Soyons clairs : se rendre au fin fond du Pérou pour prendre de l’ayahuasca sous la houlette d’un tour operator spiritualiste n’est pas forcément une bonne idée. « Au-delà des pépins physiques auxquels s’exposent ceux qui ne supporteraient pas l’ingestion, nous avons constaté un risque de problèmes psychiatriques lourds suite à ces expériences. Notamment des cas de suicides et de décompensation psychiatriques ». Quant à l’argument de la pratique millénaire, il disparaît à la seconde où vous réaliserez que ni vous, ni votre famille ne fait ça depuis des millénaires. Et que vous n’y êtes peut-être donc pas prêts, ni physiquement, ni psychologiquement.
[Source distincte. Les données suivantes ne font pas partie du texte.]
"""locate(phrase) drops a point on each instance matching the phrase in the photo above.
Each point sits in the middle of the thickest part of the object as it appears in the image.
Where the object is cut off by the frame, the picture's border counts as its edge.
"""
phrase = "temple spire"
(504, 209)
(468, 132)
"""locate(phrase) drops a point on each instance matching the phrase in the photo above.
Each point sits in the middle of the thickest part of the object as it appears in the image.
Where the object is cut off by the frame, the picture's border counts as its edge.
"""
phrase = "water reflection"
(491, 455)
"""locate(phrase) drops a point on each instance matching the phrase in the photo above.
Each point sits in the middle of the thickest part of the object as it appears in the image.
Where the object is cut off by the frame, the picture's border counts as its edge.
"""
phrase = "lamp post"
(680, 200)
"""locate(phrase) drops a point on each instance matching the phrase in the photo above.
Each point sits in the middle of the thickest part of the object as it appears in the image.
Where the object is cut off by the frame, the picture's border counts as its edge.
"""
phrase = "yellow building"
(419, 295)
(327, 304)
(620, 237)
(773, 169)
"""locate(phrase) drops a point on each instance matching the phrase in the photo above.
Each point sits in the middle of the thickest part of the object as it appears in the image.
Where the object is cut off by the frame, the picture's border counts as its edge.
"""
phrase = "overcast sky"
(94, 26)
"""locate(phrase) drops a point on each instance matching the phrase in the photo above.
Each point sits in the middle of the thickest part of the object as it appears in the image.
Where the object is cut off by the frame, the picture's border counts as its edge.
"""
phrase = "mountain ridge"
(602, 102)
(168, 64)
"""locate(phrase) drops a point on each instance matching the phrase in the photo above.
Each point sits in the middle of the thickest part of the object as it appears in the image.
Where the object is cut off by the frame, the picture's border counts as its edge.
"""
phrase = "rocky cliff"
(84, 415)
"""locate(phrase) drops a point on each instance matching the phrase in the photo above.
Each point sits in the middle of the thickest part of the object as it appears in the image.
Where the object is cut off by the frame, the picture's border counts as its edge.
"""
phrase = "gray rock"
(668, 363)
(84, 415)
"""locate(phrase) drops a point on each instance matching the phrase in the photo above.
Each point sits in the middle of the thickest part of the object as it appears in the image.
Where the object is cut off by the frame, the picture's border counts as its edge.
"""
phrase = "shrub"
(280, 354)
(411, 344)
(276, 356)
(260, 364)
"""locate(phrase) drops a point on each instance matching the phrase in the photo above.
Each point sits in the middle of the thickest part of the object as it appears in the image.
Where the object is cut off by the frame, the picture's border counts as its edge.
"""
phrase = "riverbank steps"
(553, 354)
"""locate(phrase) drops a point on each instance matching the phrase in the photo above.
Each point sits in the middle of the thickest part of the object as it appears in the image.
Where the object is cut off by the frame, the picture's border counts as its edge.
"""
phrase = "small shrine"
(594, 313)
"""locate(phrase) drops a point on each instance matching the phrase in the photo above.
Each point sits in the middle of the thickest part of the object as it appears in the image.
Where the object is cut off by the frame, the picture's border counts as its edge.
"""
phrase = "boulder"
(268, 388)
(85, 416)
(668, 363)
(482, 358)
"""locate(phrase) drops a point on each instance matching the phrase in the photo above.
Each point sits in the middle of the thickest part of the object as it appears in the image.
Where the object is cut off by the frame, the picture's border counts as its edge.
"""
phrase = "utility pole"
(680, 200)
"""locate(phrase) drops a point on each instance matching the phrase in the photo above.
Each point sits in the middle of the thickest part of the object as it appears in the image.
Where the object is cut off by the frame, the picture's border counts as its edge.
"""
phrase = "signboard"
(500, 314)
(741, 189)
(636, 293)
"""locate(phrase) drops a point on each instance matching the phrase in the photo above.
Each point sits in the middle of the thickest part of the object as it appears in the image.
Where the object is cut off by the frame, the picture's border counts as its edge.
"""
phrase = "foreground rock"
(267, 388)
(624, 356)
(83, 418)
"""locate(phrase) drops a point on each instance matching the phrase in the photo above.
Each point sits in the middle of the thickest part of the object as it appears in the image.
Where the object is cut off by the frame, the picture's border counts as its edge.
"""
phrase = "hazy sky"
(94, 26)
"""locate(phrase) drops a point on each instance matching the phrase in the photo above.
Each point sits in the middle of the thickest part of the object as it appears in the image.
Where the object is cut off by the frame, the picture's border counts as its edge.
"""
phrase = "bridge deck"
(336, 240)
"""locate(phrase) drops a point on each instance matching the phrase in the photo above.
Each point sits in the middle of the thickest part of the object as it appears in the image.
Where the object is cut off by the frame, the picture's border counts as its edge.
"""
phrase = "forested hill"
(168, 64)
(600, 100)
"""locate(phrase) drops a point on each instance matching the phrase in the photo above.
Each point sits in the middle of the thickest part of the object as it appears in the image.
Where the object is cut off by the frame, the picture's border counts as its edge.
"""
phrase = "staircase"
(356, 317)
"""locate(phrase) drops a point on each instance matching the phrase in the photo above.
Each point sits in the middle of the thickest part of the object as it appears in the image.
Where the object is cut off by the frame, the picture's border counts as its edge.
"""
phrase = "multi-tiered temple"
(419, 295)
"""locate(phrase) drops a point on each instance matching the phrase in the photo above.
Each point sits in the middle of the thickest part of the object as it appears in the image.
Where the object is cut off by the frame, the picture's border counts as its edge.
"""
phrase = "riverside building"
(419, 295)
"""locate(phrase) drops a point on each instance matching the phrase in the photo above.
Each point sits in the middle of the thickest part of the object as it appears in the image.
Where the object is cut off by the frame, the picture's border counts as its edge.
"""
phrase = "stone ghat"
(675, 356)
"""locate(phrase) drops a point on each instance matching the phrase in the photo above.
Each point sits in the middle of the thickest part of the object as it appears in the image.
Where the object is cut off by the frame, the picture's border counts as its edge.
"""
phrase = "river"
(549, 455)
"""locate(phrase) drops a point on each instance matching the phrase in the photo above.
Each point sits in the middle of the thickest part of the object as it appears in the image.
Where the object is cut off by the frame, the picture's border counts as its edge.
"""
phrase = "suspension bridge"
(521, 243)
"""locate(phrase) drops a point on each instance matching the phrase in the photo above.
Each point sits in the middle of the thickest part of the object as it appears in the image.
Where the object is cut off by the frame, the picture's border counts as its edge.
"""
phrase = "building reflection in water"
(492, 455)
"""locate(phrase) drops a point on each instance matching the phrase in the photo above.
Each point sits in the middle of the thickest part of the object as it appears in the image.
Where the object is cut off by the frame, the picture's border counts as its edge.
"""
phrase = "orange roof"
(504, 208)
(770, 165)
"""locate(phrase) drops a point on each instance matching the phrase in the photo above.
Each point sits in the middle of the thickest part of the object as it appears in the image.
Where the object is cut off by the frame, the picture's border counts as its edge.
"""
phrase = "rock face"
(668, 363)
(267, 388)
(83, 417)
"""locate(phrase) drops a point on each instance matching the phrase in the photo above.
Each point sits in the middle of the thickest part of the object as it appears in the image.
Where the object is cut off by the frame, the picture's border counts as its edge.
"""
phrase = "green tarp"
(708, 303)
Et une plaie en bonus : les bonimenteurs de la pisse

Enfin, à mi-chemin entre le statut de trolls ultimes et celui de recordmen de la plus belle arnaque de tous les temps, se trouve tous ceux qui prétendent nous soigner en nous faisant boire de la pisse. Relisez ces derniers mots. Encore une fois. Normalement, vous avez déjà envie de vomir. Mais le pire, c’est que cela pourrait même vous intoxiquer.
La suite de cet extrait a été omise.